Neugierde der Zuschauer war Bestandteil des Konzeptes. Eigenen Beobachtungen zufolge musste das nicht zwingend negative Auswirkungen auf die Talk-Gäste haben. Für die meisten waren andere Punkte wichtiger: über seine Probleme sprechen können, endlich zu erleben, dass man ernst genommen und dass einem zugehört wird. Vor allem, wenn es dem Moderator gelang, sie trotz aller intimen Offenbarungen als wichtige Teilnehmer mit eigener Würde vorzustellen, empfanden sie sich nicht als zur Schau gestellt. Diese Haltung der Moderatoren wurde aber bei einigen der privaten Sender bald durchbrochen. Denn in dem Maße, wie die Anzahl der Talkshows inflationär zunahm, wuchs der Konkurrenzdruck in Bezug auf die Einschaltquoten. Für die Zuschauer mussten neue Aufmerksamkeitsimpulse gesetzt werden.

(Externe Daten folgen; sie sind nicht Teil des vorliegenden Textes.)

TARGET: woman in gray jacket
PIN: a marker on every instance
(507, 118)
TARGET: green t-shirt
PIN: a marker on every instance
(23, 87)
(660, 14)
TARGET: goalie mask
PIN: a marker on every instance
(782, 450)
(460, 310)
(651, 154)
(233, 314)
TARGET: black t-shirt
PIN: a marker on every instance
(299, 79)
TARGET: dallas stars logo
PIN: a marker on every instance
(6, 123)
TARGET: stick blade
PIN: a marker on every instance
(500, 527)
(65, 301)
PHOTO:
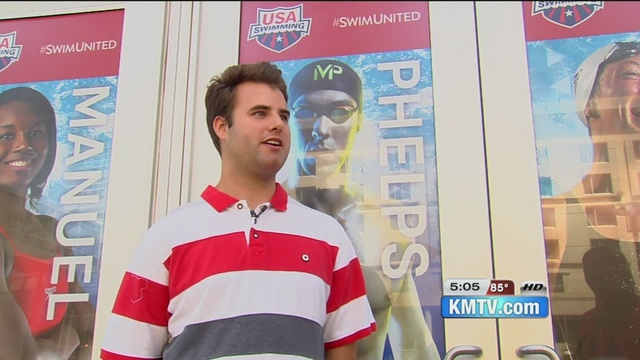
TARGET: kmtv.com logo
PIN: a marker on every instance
(280, 28)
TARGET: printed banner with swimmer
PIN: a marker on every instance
(58, 91)
(363, 148)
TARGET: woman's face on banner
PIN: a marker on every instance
(23, 146)
(616, 98)
(326, 122)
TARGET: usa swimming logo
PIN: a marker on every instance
(566, 13)
(280, 28)
(9, 51)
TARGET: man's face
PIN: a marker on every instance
(326, 124)
(257, 143)
(615, 103)
(24, 146)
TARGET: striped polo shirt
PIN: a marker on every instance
(211, 281)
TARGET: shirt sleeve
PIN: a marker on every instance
(137, 325)
(349, 316)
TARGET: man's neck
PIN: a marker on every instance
(11, 204)
(254, 191)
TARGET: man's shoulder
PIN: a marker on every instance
(184, 211)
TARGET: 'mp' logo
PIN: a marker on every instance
(326, 73)
(566, 13)
(9, 51)
(280, 28)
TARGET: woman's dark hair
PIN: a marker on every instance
(42, 109)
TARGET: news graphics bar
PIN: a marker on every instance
(486, 298)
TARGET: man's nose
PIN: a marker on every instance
(321, 128)
(278, 123)
(22, 143)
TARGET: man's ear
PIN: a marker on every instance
(590, 111)
(220, 127)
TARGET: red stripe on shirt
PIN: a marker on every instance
(106, 355)
(347, 285)
(267, 251)
(143, 300)
(351, 338)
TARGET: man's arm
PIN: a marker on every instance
(346, 352)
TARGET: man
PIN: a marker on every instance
(607, 93)
(603, 208)
(239, 272)
(327, 113)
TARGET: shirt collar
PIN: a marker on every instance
(221, 201)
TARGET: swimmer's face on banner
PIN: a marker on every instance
(326, 122)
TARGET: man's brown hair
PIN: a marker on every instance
(221, 91)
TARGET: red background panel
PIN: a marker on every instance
(40, 35)
(614, 17)
(328, 38)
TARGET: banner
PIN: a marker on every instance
(584, 74)
(363, 148)
(58, 86)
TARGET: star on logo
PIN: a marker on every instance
(50, 291)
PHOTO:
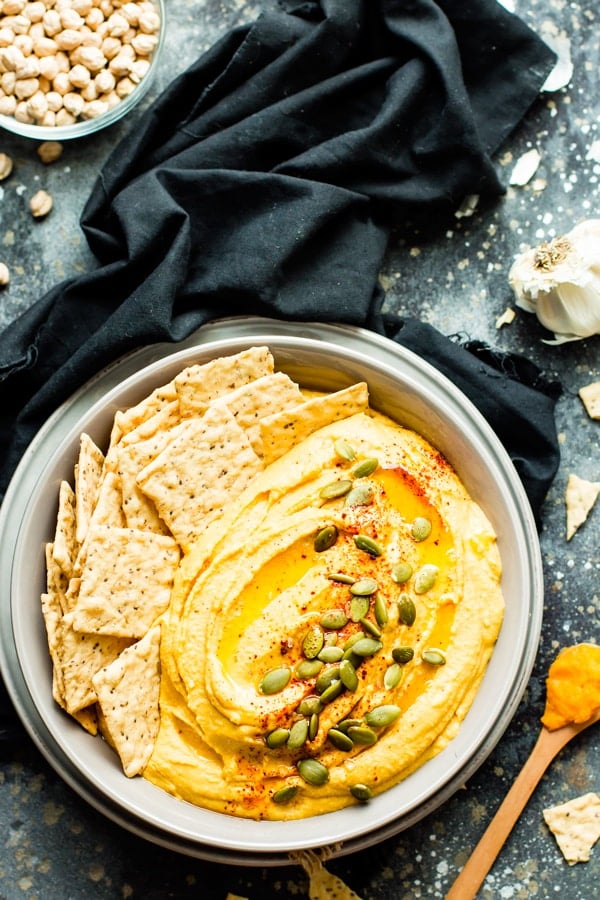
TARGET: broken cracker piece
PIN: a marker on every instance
(580, 497)
(576, 826)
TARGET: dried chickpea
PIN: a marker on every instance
(6, 166)
(49, 151)
(8, 106)
(13, 7)
(40, 204)
(26, 87)
(91, 52)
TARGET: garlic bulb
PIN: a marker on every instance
(559, 281)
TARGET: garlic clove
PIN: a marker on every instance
(559, 281)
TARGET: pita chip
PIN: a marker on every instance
(580, 498)
(128, 692)
(576, 826)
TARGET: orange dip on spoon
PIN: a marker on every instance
(573, 686)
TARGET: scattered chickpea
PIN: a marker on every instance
(6, 166)
(49, 151)
(40, 204)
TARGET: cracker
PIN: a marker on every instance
(198, 385)
(590, 397)
(580, 498)
(65, 544)
(88, 472)
(128, 692)
(126, 420)
(200, 472)
(80, 656)
(576, 826)
(261, 397)
(126, 581)
(281, 431)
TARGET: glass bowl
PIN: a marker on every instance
(85, 127)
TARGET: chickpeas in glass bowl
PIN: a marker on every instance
(69, 68)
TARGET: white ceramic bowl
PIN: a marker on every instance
(318, 356)
(85, 127)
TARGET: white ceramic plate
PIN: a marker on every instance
(318, 356)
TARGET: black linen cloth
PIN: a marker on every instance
(266, 180)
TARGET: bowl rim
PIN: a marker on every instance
(272, 843)
(86, 127)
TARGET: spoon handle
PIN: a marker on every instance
(548, 744)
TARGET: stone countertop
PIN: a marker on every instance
(53, 845)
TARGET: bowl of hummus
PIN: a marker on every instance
(287, 591)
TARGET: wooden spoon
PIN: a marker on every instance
(547, 746)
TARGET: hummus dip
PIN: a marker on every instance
(326, 635)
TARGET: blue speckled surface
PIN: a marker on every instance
(55, 847)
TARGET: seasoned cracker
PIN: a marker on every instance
(198, 385)
(580, 498)
(262, 397)
(88, 472)
(201, 471)
(590, 397)
(281, 431)
(128, 691)
(65, 545)
(126, 581)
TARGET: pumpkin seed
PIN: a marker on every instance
(366, 543)
(380, 610)
(364, 587)
(361, 792)
(366, 647)
(425, 578)
(360, 734)
(335, 489)
(308, 668)
(334, 619)
(360, 495)
(407, 611)
(331, 654)
(382, 716)
(345, 724)
(275, 680)
(402, 655)
(344, 450)
(421, 528)
(298, 734)
(285, 794)
(324, 678)
(371, 627)
(402, 572)
(348, 675)
(277, 738)
(365, 467)
(310, 705)
(332, 691)
(312, 771)
(341, 577)
(339, 740)
(433, 656)
(393, 676)
(357, 636)
(359, 607)
(313, 641)
(325, 538)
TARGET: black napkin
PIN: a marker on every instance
(266, 180)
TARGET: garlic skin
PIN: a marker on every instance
(559, 281)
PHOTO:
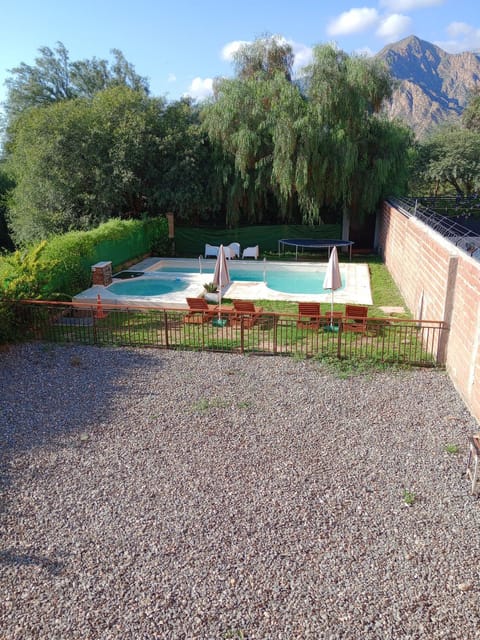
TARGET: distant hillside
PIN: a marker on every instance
(433, 86)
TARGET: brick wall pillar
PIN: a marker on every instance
(102, 273)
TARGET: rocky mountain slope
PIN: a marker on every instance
(433, 85)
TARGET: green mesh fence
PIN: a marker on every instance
(190, 242)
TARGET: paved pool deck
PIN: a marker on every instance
(355, 291)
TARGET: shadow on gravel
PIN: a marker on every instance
(50, 391)
(25, 559)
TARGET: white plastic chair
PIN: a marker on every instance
(235, 249)
(251, 252)
(211, 250)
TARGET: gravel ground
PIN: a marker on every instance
(151, 494)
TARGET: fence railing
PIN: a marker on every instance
(415, 342)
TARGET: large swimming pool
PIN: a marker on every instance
(167, 282)
(174, 279)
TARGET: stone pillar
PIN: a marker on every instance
(102, 273)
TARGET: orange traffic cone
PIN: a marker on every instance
(99, 314)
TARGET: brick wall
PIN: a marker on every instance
(438, 282)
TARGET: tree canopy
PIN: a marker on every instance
(77, 163)
(54, 77)
(87, 142)
(321, 142)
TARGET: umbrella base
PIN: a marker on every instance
(331, 328)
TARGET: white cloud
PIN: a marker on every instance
(200, 88)
(303, 54)
(365, 51)
(409, 5)
(353, 21)
(231, 48)
(393, 27)
(463, 37)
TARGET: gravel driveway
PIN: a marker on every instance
(158, 494)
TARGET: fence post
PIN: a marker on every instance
(339, 340)
(242, 335)
(165, 322)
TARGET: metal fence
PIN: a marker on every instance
(392, 340)
(461, 236)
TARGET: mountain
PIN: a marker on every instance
(433, 85)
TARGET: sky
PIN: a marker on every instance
(182, 45)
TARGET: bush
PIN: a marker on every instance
(61, 267)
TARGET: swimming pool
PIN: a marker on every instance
(283, 280)
(168, 282)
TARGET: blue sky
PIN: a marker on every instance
(182, 45)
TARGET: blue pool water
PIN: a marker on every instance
(150, 287)
(282, 280)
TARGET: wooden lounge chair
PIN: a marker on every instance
(245, 312)
(199, 311)
(308, 315)
(355, 318)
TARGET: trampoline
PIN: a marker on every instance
(310, 243)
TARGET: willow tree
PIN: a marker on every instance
(251, 118)
(328, 146)
(362, 156)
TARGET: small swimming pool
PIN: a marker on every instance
(167, 282)
(148, 287)
(283, 280)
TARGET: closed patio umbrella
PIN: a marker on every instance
(221, 276)
(333, 279)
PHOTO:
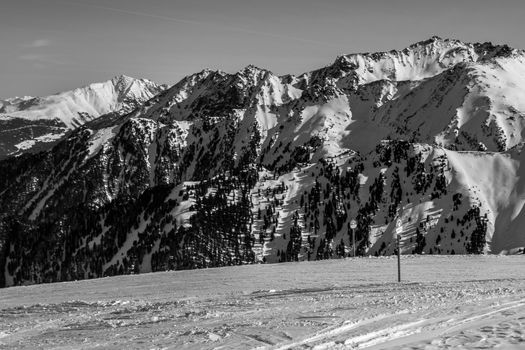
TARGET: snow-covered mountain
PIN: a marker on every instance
(226, 169)
(30, 124)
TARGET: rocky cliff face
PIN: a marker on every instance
(226, 169)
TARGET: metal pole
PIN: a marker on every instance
(398, 258)
(353, 241)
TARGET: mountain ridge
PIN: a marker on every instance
(226, 169)
(31, 124)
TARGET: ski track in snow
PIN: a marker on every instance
(444, 302)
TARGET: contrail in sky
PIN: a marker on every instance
(181, 20)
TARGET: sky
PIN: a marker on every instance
(49, 46)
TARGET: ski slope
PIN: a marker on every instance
(443, 302)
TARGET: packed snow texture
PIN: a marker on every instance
(443, 302)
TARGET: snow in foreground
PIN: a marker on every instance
(444, 302)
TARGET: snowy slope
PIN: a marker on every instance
(226, 169)
(35, 123)
(338, 304)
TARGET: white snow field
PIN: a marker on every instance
(444, 302)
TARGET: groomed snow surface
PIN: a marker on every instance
(444, 302)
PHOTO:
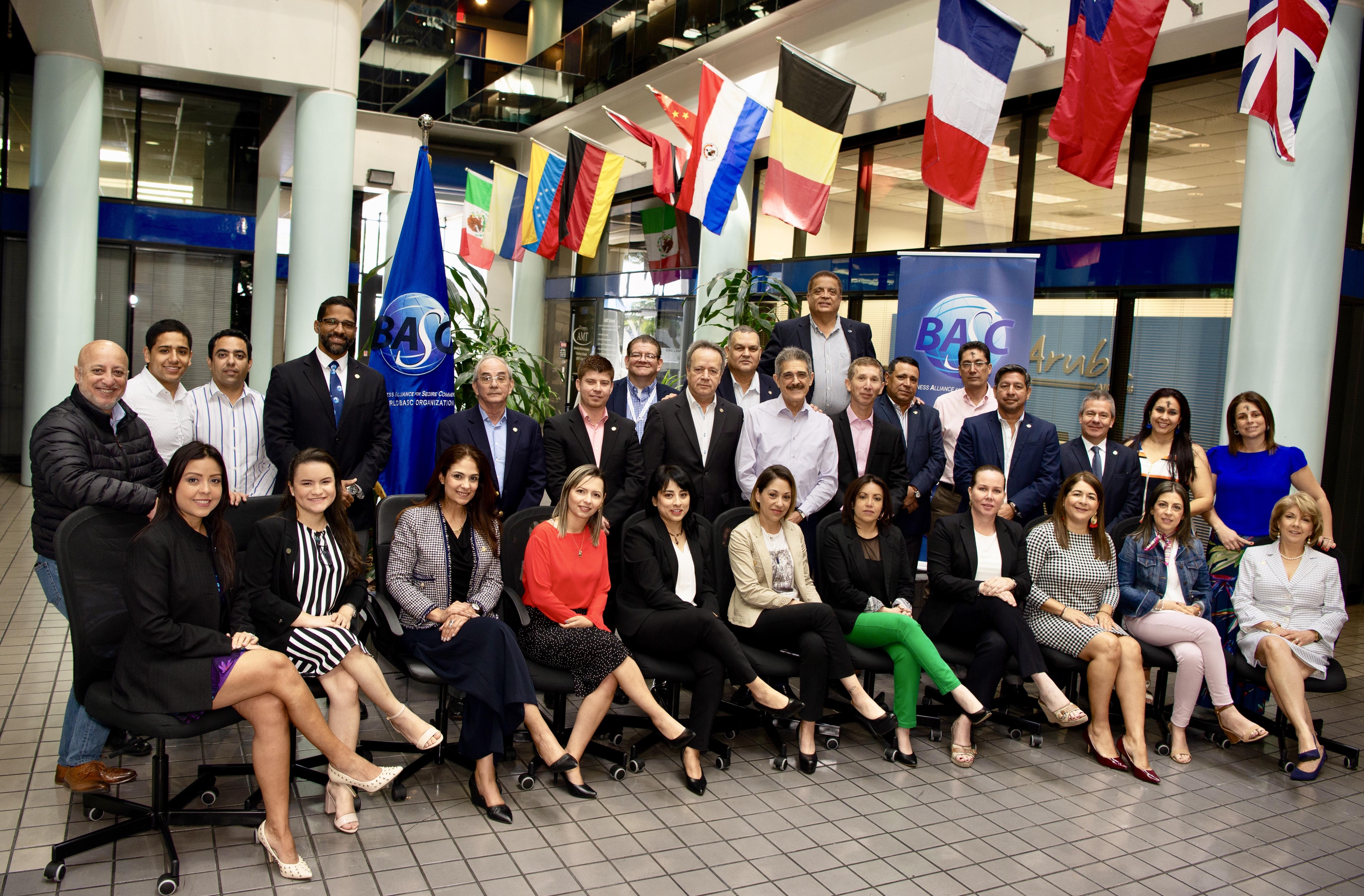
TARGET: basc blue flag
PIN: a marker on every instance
(412, 342)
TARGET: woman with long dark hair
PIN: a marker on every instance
(305, 580)
(1167, 452)
(668, 607)
(447, 575)
(191, 647)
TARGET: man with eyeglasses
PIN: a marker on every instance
(976, 396)
(633, 395)
(509, 438)
(321, 402)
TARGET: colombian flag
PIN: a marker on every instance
(812, 107)
(589, 187)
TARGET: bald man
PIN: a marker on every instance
(89, 451)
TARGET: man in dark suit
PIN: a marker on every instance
(508, 438)
(698, 432)
(331, 402)
(1116, 466)
(868, 445)
(924, 455)
(833, 342)
(1010, 438)
(633, 395)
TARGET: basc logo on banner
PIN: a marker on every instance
(949, 299)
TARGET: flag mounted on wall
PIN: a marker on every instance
(808, 121)
(1108, 48)
(590, 178)
(1284, 42)
(973, 58)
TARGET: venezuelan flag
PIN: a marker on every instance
(541, 224)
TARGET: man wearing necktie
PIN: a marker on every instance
(331, 402)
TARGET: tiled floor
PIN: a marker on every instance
(1022, 821)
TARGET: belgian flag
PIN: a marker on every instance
(812, 108)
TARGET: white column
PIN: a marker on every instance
(63, 228)
(263, 281)
(1292, 249)
(729, 249)
(320, 237)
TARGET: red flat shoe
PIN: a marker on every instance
(1114, 763)
(1138, 773)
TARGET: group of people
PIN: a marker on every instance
(771, 429)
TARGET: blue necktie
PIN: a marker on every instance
(337, 396)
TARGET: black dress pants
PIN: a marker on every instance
(996, 632)
(699, 639)
(814, 632)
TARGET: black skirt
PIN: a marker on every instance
(482, 661)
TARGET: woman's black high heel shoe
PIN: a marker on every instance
(497, 813)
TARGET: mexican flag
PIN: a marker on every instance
(665, 243)
(478, 200)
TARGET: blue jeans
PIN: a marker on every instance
(82, 737)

Die emotionale Atmosphäre gemeinsamen Verständnisses und Problembewusstseins in einem „kuscheligen Studio Setting“ genügte nicht mehr, selbst wenn es um Tabu-Themen ging; man brauchte mehr „Action“. So wurden aus den „Confessional-Talks“ mit ihren „Outings“ von persönlichen Problemen oder absonderlichen Erlebnissen oder Vorlieben immer öfter von den Sendern bewusst geplante „Confrontation-Talks“; in deren Verlauf war es gang und gäbe, dass die Protagonisten heftig und bisweilen bis zur Prügelgrenze miteinander stritten und dazu von den Moderatoren animiert wurden.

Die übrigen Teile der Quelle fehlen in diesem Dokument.